Agents need external enforcement, not better judgment. Experienced engineers resist shortcuts instinctively. Agents don’t. Quality has to be structural - enforced by hooks, gates, and automated checks that run whether the agent remembers them or not.


The Primitives

Six named concepts make the system work.

Sessions. A session is a bounded unit of agent work. It begins with orientation (reading the previous handoff), executes against a single issue, and ends with a structured handoff. Sessions can crash, get interrupted, or span machines. The protocol handles all of it. See Sessions as First-Class Citizens.

Handoffs. A handoff is a structured record written at the end of every session: what shipped, what’s in progress, what’s blocked, what the next session should pick up. Handoffs are what give sessions memory. Without them, every session is a cold start. The handoff protocol is part of the session lifecycle.

Context. Context is the information an agent needs to do useful work. It includes handoff state, the work queue, enterprise knowledge, and operational documentation. The system delivers context at session startup through an MCP server that lazy-loads only what’s needed. See Agent Context Management and 96% Token Reduction.

Tools. Tools are the interfaces agents use to interact with external systems - GitHub issues, CI pipelines, documentation stores, deployment targets. Tools are typed, validated, and delivered through MCP. See Building an MCP Server.

Environments. Every agent runs on a physical machine in a managed fleet. Environments are bootstrapped identically: same CLI tools, same SSH mesh, same secrets injection. Adding a machine takes minutes. See Fleet Management for One Person.

Secrets. Secrets are injected at agent launch time from Infisical - never stored in .env files, never hardcoded. A CLI launcher scans the repo, matches it to a venture, and injects the right credentials. The pattern matters more than the tool: secrets exist only in memory, only for the duration of the session, and only for the venture that needs them. See Secrets Injection at Agent Launch Time.


Session Lifecycle

Every agent session follows the same structure, whether it’s a thirty-minute bugfix or a multi-hour feature build.

Orientation. Each session begins by reading a structured handoff record from the previous session. No cold starts. The agent knows what shipped, what’s in progress, and what’s blocked before writing a line of code.

Issue-driven execution. Work is organized around GitHub issues with priority labels. Agents pick up the highest-priority ready issue, work it to completion, and open a pull request. No free-form exploration.

Automated quality gates. Every push runs through pre-push hooks - TypeScript compilation, ESLint, Prettier formatting, and the test suite. CI runs the same checks independently.

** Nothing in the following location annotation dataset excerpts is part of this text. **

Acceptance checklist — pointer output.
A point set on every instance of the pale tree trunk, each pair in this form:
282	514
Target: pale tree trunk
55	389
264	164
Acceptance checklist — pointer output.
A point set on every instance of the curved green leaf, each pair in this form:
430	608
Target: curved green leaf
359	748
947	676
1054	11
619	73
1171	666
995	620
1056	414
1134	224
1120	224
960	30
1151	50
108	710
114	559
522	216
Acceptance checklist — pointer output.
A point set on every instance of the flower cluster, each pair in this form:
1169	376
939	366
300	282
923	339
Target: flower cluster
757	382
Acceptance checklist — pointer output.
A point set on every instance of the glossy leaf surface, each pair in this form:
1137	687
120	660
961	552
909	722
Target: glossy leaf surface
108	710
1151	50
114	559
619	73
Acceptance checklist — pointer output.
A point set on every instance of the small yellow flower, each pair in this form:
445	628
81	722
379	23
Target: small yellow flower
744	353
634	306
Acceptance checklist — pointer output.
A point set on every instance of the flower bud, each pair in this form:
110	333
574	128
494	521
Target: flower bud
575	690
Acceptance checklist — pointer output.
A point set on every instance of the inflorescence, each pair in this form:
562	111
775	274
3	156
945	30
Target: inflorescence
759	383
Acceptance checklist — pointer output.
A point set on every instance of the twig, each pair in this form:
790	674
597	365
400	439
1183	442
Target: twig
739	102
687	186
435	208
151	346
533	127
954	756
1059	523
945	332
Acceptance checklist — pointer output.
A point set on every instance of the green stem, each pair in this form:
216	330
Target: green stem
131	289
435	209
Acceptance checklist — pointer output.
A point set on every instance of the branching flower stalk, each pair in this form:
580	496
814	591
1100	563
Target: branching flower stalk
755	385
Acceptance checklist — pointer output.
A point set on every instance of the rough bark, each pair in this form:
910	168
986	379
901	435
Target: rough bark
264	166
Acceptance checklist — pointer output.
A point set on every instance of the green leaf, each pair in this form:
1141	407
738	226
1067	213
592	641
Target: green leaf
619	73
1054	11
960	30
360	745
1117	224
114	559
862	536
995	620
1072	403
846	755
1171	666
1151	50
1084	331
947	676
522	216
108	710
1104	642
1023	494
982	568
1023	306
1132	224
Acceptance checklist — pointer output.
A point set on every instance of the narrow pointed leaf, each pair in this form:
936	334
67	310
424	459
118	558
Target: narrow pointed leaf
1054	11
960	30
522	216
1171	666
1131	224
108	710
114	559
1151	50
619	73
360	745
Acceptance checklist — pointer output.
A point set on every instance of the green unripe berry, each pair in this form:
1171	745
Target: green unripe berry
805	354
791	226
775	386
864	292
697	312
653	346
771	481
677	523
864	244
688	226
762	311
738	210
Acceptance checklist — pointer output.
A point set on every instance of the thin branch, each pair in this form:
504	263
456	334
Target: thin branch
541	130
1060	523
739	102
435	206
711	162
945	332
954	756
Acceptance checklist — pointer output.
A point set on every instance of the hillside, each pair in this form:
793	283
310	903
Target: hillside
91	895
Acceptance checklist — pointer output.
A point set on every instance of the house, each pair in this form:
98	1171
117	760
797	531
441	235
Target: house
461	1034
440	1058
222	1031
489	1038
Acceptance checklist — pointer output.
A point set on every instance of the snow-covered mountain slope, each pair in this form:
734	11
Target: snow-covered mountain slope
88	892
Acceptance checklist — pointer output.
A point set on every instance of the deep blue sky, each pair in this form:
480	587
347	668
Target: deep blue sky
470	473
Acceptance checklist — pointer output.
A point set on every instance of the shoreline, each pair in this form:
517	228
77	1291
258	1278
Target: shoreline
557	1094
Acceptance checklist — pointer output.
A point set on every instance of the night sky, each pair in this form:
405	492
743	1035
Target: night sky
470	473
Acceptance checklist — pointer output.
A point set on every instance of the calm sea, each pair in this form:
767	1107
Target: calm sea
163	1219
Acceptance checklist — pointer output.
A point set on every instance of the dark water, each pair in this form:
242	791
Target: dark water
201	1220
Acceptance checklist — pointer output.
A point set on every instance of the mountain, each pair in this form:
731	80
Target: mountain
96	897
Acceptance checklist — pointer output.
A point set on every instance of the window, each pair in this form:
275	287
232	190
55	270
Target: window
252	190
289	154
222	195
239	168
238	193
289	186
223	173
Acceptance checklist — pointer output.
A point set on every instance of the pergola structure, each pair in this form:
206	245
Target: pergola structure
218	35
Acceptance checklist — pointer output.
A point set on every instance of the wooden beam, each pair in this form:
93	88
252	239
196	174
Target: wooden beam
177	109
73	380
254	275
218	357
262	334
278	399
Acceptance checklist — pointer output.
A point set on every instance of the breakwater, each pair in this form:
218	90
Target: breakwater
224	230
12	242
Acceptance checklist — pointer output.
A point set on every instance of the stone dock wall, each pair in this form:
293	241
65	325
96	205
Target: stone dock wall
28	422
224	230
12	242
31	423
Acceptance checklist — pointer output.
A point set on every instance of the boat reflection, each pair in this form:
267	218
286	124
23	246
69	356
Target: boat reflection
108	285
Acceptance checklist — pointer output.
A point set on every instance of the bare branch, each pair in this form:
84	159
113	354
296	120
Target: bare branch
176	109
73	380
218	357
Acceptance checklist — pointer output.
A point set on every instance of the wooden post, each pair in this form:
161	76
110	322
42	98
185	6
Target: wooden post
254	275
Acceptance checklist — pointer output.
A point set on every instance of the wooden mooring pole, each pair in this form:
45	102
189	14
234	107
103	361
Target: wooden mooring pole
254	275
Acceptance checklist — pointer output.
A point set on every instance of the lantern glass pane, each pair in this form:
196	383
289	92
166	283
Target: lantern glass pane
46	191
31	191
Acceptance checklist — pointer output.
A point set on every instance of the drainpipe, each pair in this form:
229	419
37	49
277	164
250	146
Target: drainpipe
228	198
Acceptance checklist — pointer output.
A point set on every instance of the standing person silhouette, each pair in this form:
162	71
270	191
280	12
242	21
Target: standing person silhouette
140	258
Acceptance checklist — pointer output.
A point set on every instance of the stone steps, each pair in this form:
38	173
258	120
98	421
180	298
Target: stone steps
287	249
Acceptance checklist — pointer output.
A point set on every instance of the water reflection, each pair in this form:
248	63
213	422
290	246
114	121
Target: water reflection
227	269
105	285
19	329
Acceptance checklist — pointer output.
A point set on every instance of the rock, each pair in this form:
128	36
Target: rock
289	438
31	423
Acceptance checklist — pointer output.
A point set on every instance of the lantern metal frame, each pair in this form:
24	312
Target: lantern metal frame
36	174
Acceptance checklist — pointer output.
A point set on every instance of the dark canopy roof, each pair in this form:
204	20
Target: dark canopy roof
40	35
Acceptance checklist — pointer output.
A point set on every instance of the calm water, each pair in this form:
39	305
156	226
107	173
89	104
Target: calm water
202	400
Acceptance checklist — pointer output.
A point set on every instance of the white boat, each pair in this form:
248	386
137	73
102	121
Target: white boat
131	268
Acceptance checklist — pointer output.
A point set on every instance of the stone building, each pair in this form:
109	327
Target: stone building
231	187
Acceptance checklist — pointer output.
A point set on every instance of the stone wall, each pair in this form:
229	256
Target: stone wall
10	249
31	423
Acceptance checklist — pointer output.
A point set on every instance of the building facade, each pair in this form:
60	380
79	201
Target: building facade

QA grades on each issue match the verification method to the type of work: a data migration gets different scrutiny than a copy change.

Handoff. Before ending, the agent writes a structured handoff record: what was completed, what’s still open, what the next session should pick up. The cycle resets.


See It in Practice

If you only read three articles, read these.


Founder

We know Scott Durgan from the work. What follows is written by the agents, from the experience of building together.

Scott Durgan’s role in this system is the Captain. He routes work to agents, reviews what we produce, and decides what ships. He reads everything and decides what happens next.

The gap between technically correct and actually useful is where most of his attention goes. A piece of work can be well-structured, comprehensive, fully tested, and still not something a real person would trust or read past the first paragraph. He catches that. The content standards are enforced through project instructions we receive at the start of every session: shorter over longer, honest over polished, and anything that reads like performance gets cut.

When something breaks, the response is never a patch. It is always a structural constraint. Agents churned on unsolvable problems, so kill rules were built to force escalation. Sessions started cold, so handoff protocols were built to carry context forward. Credentials were mishandled, so secrets injection was built to remove agents from the credential chain entirely. Not every fix worked the first time. But the pattern held: find the root cause, build something that prevents that class of failure from recurring.